Presentation of a research project as part of the "Jeudis de la Maison Suger", a residents' research seminar.

Padmanabh Samarendra will present in this session the main lines of his ongoing research on the modern construction of caste in India, focusing in particular on the role of knowledge produced under British colonial administration and its influence on contemporary academic representations.

Presentation of the project

"Caste is a form of community; in its quintessential form, it is deemed to be native to India. Indian society, it is believed, is largely divided into castes. Caste, scholars argue, represents a traditional social form; it has continued to exist in India, despite periodic changes, since Vedic times (c. 1500 BCE). In the proposed presentation I argue that caste, as conceived in academic writings, represents a new idea. The form and features of this so-called traditional institution were produced in modern times, in the course of and because of the census operations conducted in India in the late nineteenth and early twentieth centuries under British colonial rule. The statistical features of the census, in conjunction with anthropological knowledge, produced the notion of caste being a pan-Indian empirical institution with certain uniform features: birth-ascribed identity, hereditary occupation, fixed and unchanging hierarchy, endogamy, etc. In the course of the presentation, I will also try to offer preliminary comments on the function of colonial knowledge, keeping in mind Edward Said’s formulations.
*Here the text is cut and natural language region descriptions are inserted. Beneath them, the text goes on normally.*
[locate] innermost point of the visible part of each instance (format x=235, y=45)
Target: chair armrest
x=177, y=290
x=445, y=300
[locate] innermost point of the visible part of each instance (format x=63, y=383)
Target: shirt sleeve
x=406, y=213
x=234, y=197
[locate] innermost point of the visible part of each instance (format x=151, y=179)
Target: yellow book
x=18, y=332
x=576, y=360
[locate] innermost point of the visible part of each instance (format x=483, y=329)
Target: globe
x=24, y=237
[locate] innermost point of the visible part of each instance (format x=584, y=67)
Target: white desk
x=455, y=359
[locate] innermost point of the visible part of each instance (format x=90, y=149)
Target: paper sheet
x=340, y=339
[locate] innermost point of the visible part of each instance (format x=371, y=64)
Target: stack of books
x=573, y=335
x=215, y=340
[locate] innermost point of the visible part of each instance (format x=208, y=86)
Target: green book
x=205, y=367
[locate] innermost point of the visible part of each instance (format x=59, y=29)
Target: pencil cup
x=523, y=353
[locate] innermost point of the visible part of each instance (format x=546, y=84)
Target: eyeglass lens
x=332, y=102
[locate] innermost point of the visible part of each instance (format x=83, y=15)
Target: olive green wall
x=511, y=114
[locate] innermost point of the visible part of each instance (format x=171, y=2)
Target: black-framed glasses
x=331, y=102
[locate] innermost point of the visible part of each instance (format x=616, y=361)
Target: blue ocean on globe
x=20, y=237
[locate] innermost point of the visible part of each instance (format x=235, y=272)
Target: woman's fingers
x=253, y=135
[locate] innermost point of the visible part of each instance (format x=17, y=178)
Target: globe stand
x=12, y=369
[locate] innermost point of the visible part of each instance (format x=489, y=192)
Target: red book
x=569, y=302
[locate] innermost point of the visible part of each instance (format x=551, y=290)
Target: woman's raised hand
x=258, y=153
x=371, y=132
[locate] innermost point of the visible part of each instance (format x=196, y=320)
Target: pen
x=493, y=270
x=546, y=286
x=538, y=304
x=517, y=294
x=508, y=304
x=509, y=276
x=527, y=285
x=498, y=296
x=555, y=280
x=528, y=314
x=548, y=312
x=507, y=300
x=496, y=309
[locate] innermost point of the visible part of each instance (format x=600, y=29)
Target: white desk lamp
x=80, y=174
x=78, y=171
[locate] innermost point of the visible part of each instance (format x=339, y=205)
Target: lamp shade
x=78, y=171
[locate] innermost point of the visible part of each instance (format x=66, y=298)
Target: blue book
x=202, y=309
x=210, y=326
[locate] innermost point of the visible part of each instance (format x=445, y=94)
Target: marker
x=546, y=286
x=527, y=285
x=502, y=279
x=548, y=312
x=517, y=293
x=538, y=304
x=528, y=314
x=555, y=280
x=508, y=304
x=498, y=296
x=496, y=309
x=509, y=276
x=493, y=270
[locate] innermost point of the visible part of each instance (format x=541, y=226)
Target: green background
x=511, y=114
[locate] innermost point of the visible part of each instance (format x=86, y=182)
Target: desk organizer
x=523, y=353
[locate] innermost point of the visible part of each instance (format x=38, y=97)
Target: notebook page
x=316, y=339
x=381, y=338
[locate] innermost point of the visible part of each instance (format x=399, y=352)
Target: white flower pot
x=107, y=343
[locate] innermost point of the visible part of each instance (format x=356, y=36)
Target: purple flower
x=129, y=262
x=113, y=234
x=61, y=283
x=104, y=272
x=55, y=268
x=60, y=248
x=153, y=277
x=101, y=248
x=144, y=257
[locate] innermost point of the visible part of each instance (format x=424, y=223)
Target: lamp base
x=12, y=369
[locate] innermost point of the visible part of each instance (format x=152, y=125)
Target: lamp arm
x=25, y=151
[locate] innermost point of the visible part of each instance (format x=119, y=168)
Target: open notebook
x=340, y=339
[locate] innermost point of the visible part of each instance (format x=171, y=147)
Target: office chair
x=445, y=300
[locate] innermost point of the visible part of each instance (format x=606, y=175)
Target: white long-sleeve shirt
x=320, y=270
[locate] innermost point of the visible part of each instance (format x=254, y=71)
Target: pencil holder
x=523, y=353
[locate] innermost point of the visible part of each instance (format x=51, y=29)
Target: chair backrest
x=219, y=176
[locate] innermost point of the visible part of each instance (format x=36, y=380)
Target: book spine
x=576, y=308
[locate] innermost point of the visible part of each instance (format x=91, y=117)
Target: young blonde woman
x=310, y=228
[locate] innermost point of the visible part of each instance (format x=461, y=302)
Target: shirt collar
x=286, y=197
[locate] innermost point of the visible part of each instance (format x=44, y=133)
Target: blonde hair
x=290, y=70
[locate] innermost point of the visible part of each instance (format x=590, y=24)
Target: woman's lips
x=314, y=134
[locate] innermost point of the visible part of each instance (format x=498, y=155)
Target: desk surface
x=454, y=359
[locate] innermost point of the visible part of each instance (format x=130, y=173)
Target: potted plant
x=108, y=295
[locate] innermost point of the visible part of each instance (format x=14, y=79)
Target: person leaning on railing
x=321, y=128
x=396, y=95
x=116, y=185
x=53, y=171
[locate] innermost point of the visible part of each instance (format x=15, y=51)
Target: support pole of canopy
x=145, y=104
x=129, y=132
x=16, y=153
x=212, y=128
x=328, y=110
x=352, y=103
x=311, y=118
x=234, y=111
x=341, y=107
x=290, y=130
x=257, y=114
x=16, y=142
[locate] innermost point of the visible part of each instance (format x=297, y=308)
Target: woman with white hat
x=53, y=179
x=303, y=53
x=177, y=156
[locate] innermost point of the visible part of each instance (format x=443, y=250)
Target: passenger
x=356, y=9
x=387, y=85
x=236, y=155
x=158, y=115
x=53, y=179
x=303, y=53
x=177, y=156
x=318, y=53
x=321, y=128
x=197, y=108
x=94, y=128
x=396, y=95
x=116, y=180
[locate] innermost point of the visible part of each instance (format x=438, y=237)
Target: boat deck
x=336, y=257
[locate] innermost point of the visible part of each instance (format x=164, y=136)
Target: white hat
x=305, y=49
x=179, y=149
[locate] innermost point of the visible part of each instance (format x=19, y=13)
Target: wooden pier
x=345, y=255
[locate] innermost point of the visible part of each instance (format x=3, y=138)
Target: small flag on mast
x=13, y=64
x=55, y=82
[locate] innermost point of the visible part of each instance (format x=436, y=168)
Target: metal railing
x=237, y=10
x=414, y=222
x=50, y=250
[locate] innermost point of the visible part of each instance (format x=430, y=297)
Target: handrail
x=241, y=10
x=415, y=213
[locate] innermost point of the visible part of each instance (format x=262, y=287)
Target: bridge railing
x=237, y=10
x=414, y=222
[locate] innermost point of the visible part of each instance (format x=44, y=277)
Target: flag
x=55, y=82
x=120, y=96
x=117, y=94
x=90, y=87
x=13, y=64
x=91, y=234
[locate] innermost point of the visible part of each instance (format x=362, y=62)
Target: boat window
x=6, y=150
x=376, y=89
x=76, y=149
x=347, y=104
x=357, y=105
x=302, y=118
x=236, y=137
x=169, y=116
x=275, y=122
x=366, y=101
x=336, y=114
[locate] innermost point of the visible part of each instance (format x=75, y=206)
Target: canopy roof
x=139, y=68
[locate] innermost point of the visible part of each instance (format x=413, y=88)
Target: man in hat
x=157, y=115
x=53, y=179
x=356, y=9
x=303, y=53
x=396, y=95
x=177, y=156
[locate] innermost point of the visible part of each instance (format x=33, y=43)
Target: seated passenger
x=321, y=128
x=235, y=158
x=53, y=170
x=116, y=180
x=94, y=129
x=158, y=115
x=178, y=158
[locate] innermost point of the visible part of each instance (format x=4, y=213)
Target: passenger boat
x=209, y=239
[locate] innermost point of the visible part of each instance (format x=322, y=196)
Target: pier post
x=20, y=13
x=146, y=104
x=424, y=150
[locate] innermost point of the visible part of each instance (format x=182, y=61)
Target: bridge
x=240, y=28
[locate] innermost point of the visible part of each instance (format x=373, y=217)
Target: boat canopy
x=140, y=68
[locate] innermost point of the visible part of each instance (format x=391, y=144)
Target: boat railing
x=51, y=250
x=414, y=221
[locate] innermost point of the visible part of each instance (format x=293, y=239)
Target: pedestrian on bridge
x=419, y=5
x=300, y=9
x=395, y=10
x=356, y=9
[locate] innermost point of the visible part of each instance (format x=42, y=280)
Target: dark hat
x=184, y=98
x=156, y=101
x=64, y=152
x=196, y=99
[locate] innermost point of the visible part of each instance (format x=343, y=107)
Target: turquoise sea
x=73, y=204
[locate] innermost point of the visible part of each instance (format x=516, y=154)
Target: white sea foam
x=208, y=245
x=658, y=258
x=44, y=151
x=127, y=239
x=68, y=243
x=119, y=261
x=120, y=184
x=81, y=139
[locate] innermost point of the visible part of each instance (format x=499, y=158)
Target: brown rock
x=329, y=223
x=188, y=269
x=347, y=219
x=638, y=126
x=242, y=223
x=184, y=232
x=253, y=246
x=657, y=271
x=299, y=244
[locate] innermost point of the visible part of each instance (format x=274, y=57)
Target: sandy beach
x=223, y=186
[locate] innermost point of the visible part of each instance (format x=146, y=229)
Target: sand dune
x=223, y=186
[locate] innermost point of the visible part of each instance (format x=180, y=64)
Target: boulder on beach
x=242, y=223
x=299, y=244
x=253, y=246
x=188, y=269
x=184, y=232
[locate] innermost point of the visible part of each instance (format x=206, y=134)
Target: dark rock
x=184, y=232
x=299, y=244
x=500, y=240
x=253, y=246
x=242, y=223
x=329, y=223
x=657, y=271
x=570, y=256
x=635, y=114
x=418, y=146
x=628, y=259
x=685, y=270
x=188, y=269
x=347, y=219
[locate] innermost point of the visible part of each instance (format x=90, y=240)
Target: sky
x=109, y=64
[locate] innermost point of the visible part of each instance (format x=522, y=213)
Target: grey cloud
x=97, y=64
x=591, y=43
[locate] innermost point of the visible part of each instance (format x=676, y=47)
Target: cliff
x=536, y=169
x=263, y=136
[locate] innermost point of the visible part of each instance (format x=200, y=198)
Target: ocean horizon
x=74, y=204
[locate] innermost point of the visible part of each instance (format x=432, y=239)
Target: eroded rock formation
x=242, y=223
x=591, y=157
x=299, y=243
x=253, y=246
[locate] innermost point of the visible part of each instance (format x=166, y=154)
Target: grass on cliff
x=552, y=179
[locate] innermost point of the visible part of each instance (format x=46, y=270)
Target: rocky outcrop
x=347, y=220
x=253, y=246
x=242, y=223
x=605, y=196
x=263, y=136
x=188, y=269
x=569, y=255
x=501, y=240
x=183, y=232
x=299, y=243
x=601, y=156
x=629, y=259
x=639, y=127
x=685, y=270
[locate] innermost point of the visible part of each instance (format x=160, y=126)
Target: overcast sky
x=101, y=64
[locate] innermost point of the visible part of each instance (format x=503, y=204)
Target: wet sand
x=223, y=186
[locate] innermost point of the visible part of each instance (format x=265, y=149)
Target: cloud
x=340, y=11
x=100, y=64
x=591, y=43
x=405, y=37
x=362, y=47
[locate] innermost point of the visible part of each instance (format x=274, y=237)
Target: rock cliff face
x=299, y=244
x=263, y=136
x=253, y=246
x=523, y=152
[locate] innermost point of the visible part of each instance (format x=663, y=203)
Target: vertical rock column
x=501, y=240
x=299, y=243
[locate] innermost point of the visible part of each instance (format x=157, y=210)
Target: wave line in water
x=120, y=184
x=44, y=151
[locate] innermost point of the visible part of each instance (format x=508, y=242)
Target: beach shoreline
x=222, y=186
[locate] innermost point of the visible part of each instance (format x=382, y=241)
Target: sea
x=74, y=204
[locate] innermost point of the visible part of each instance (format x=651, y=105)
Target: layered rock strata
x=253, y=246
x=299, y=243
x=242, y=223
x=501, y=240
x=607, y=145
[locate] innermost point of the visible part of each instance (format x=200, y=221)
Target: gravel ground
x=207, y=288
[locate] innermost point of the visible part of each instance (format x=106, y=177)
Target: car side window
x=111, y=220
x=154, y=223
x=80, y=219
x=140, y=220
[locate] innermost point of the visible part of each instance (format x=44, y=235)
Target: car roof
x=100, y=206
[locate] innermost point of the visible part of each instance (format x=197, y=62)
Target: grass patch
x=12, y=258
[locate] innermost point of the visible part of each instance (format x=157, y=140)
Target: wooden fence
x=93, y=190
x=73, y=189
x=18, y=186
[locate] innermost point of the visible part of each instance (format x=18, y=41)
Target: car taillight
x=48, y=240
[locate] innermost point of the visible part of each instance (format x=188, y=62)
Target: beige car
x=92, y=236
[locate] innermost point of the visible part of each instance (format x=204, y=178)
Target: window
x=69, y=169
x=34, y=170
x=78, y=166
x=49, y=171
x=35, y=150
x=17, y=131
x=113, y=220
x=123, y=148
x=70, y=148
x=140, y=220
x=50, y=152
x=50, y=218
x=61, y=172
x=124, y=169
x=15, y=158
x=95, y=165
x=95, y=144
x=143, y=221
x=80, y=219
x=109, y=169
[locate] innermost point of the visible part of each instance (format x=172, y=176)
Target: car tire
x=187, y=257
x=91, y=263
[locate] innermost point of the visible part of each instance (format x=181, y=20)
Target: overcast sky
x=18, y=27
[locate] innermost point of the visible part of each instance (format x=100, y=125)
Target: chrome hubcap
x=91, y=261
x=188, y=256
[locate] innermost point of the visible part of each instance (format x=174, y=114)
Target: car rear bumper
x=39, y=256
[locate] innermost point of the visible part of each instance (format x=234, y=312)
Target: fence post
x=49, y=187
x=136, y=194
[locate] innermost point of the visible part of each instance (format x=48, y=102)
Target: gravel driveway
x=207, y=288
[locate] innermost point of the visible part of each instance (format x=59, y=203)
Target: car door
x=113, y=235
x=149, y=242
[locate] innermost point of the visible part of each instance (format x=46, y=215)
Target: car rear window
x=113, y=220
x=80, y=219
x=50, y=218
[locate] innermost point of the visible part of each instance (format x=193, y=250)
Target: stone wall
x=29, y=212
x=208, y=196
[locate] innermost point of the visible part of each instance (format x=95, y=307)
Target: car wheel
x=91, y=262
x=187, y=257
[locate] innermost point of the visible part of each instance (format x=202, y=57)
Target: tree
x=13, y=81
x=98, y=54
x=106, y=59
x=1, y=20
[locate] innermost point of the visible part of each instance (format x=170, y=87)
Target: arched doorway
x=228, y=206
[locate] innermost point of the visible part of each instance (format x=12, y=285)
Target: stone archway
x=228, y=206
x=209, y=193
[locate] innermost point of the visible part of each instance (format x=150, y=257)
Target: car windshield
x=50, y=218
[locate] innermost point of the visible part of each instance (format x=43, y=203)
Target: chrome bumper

Did the colonial census reports compiled by British officers represent a hegemonic body of knowledge about Indian society? How do the writings of French scholars from the same period and later, who had no colonial axe to grind, relate to those by British authors on the issue of caste? These are some of the questions that I will try to take up in the course of my presentation."

Speaker

Padmanabh Samarendra is Professor at the Dr. K.R. Narayanan Centre for Dalit and Minorities Studies, Jamia Millia Islamia, New Delhi. His research interests include the concept of caste and caste movements in modern India, colonial anthropology, colonialism, nationalism, etc. He is in the process of completing a monograph on caste. He has received fellowships from the Indian Council of Social Science Research, the Charles Wallace India Trust, the Ford Foundation and the Nehru Trust for Victoria and Albert Museum. He was a member of the Centre for Social Science Studies in Calcutta.